5 Tips To Immediately Improve Your Jiu Jitsu Game

I would recommend that you think less about the destination and more about the journey. You should treat belts as a by-product of improving, rather than the end-goal.

Having said that, it isn’t a bad thing to want to train efficiently. Drilling at home could help, but the main thing is to get in as much mat time as you can while still staying healthy and maintaining balance (i.e., you don’t want to be spending all your time at the academy while your partner is waiting at home with the kids, or something like that). My recommendations for a beginner looking to maximise the efficiency of their training would be:

1. Relax

The biggest mistake most new people make is treating every spar as life or death, clinging on desperately trying not to ‘lose’, or using as much muscle as possible so they can ‘win’. Save ‘winning’ or ‘losing’ for competition: in class, just concentrate on improving your technique. Doesn’t matter if you get tapped along the way.

It also helps to avoid injury: if you’re so focused on ‘not losing’ that you don’t tap, you’re liable to hurt yourself. Relax, tap and start again, instead of holding out until something breaks, putting you out of training for weeks, months or even years.

2. Ask questions

Don’t be afraid to talk to people. If you’re confused by something in drilling, find the instructor and ask them to help you out: after all, you’re paying them to teach you. Similarly, after sparring, if you don’t understand what you did wrong, ask your partner. They’re in a great position to tell you.

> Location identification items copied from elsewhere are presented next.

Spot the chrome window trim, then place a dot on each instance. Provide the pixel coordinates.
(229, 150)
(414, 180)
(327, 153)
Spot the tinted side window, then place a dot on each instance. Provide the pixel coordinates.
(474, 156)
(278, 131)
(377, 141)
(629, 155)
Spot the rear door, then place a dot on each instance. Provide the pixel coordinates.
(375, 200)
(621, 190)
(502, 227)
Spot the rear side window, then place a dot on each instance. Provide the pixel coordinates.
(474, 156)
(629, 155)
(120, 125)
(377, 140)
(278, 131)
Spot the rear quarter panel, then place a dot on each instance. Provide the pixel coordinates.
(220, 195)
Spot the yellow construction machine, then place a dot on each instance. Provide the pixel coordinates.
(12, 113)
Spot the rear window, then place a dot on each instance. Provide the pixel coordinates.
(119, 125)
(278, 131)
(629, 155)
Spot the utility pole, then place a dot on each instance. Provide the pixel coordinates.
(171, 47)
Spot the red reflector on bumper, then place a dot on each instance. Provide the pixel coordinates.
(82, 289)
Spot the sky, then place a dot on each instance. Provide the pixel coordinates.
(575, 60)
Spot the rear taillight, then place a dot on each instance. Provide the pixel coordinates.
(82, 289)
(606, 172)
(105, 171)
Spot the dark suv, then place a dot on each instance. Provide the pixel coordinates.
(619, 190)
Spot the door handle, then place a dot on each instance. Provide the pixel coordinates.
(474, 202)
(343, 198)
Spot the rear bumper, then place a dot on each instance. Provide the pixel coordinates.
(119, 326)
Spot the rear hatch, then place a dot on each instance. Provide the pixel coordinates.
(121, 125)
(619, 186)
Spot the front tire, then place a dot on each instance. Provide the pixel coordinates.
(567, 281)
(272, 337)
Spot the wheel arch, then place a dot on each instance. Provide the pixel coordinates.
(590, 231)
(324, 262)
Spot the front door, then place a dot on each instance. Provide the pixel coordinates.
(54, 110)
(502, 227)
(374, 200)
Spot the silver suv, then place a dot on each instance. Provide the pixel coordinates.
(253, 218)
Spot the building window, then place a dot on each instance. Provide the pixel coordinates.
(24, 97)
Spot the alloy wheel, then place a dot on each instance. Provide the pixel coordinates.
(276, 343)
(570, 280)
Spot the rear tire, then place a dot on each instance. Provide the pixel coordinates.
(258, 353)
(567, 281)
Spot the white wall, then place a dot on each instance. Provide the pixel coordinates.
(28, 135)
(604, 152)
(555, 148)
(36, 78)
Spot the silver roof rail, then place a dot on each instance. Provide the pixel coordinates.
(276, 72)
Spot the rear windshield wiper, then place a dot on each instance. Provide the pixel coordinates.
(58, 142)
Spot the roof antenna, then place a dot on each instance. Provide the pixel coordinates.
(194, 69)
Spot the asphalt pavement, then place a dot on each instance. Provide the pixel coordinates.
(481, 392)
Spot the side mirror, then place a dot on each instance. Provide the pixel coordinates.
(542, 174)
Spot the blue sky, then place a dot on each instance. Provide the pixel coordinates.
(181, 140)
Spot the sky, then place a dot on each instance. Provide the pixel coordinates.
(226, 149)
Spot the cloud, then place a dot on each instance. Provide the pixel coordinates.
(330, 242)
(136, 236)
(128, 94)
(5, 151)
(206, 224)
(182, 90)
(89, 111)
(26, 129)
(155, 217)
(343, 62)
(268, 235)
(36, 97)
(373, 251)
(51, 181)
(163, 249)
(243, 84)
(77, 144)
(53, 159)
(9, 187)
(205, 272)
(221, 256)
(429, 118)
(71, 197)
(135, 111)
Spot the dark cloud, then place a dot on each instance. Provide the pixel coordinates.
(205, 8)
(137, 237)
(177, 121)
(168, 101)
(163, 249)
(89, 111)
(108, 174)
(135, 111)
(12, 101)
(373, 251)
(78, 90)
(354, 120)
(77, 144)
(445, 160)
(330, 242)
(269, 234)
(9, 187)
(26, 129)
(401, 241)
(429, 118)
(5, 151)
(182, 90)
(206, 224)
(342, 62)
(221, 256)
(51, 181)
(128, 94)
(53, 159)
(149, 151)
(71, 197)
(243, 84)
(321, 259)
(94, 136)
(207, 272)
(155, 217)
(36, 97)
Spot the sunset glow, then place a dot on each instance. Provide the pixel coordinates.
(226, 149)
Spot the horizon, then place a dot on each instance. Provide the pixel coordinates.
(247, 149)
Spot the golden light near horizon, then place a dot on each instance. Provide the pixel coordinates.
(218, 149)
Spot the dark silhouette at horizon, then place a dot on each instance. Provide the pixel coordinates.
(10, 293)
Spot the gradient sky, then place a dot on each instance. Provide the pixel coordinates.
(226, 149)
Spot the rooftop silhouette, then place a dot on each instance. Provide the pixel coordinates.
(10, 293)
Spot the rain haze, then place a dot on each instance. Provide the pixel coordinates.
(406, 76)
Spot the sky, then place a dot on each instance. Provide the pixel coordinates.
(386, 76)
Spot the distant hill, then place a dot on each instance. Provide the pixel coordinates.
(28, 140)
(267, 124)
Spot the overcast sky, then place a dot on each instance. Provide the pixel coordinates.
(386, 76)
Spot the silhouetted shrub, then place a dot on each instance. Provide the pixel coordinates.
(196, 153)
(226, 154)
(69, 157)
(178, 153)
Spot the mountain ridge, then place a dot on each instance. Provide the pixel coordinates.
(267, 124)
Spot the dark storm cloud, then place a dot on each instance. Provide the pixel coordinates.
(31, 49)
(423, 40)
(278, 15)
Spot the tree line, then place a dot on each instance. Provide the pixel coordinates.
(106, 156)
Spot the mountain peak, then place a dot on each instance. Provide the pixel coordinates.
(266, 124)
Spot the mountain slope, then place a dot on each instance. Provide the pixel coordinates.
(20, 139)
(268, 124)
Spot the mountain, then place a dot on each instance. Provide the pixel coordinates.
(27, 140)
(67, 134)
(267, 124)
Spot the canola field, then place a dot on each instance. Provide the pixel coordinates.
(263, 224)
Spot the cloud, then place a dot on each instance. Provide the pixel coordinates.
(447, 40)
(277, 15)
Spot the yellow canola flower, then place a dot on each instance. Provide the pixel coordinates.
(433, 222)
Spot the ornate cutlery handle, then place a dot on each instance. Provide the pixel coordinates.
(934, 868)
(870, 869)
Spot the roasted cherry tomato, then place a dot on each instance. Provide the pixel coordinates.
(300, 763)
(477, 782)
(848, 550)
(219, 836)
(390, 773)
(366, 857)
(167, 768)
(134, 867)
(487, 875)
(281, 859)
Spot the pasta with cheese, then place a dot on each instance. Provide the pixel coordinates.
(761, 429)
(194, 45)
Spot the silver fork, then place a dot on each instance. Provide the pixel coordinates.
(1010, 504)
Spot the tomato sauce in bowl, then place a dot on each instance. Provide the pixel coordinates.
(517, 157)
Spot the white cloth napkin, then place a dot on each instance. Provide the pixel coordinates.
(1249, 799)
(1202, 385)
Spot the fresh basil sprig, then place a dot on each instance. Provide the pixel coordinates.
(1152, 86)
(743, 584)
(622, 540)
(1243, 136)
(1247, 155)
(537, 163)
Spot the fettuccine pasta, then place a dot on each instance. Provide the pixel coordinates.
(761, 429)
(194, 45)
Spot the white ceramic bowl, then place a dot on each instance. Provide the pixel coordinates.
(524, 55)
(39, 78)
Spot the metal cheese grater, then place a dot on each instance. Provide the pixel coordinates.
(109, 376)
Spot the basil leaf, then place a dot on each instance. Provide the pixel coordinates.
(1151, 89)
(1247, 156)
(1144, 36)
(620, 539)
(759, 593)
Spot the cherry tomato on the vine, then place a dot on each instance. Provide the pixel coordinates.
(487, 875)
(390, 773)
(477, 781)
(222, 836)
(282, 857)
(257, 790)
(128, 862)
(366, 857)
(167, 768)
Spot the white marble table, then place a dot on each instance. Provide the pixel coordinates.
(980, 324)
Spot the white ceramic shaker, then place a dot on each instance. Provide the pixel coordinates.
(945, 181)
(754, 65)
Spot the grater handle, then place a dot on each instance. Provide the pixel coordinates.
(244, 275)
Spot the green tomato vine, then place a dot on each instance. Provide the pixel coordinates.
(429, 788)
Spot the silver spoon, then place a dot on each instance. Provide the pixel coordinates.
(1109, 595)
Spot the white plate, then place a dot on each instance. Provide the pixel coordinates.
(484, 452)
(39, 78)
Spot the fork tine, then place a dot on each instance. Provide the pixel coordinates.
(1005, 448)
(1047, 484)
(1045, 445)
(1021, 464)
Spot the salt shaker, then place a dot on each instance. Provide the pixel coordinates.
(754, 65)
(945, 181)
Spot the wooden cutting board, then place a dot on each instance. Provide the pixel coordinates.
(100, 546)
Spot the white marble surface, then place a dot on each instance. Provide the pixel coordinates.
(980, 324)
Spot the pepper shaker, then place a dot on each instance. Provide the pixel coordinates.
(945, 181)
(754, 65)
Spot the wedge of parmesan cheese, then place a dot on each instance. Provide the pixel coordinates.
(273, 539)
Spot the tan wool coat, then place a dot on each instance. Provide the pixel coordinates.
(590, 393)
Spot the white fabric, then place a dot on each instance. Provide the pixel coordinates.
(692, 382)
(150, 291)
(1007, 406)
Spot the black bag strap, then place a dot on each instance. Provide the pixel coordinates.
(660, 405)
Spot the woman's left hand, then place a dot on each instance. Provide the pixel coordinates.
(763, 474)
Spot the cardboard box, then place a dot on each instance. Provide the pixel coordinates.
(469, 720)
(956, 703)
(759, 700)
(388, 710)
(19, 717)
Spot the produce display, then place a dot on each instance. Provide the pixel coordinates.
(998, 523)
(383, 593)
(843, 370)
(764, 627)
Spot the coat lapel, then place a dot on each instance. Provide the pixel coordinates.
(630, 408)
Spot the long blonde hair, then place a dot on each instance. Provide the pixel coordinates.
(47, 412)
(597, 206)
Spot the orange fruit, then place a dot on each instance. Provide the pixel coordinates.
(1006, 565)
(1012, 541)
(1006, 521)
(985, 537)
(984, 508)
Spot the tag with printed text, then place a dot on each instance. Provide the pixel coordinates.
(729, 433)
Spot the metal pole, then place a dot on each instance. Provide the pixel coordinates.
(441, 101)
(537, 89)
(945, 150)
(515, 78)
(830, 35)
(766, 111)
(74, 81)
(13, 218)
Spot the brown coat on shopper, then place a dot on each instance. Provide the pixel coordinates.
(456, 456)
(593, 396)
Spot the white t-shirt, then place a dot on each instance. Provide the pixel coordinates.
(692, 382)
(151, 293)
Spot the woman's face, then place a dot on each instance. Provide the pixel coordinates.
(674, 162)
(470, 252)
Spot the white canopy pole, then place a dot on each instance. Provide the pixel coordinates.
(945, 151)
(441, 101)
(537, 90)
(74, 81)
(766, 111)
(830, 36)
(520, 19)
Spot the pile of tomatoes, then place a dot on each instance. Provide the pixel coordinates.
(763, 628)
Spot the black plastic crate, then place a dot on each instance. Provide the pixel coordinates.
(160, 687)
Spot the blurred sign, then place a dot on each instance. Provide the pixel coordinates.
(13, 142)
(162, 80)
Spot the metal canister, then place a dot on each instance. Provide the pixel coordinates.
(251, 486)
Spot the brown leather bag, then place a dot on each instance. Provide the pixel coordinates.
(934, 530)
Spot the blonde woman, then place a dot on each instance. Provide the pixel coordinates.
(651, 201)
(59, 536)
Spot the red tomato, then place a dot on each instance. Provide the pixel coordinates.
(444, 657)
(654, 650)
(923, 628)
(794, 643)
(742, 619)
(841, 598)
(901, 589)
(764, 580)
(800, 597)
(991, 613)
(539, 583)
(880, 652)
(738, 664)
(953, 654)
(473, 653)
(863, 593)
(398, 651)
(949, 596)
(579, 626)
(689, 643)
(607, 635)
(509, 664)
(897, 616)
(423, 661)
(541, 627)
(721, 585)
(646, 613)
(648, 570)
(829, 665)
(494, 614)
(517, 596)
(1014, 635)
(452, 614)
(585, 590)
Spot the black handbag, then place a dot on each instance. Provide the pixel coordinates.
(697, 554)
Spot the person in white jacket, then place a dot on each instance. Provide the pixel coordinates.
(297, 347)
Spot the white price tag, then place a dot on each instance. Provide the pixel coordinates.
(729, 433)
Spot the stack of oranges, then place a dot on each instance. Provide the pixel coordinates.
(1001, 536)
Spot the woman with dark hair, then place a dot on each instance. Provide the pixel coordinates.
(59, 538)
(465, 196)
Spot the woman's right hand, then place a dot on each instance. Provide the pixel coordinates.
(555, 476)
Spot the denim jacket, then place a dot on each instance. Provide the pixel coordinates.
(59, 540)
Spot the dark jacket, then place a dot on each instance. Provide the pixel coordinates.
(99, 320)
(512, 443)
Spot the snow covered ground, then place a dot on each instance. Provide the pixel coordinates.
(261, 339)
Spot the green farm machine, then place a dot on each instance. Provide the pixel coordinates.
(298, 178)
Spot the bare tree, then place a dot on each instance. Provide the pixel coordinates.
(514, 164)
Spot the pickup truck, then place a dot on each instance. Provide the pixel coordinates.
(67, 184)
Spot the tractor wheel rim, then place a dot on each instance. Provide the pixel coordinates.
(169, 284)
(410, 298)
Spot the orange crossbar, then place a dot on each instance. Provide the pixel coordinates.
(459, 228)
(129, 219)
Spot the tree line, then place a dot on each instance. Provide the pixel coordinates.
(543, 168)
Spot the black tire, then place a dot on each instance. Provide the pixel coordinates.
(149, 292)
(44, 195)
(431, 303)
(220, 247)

3. Find a good training partner

Following on from the previous point, if you find somebody is particularly helpful in drilling, provides useful advice after sparring, and/or generally stays controlled and technical when rolling etc, stick with them. Good training partners will have a hugely positive effect on your progress.

Of course, a good training partner will normally be more experienced than you: someone who spouts off without knowing what they’re talking about becomes irritating rather than helpful. Having said that, it is possible to learn from anyone, so don’t be close-minded.

4. Maintain good hygiene

I can’t emphasise this enough. Not only is it extremely skanky to train with an unwashed gi, it’s also dangerous. There are lots of nasty bacteria waiting to jump all over your skin in sweaty grappling sports, and infections can even be fatal (MRSA, staphetc).

Stay safe by taking a shower after training, then wash your gionce you get home. I would advise owning more than one gi, meaning that you can wash your gi after every session you train. No-one wants to train with the stinky guy/girl, and if you come in with infections (be that fungal, like ringworm, or the really dangerous stuff mentioned earlier), you’re quickly going to become very unpopular.

Also, be sure to keep your nails short. Otherwise, you’re liable to cut people, which again is not going to impress your training partners.

5. Keep training

BJJ is a difficult sport, and that means there is a high turnover of white belts. Lots of people start, get frustrated, then quit. Accept that the first few months are going to involve a lot of you getting squashed under somebody else. Stay consistent, and eventually you’ll get the hang of things.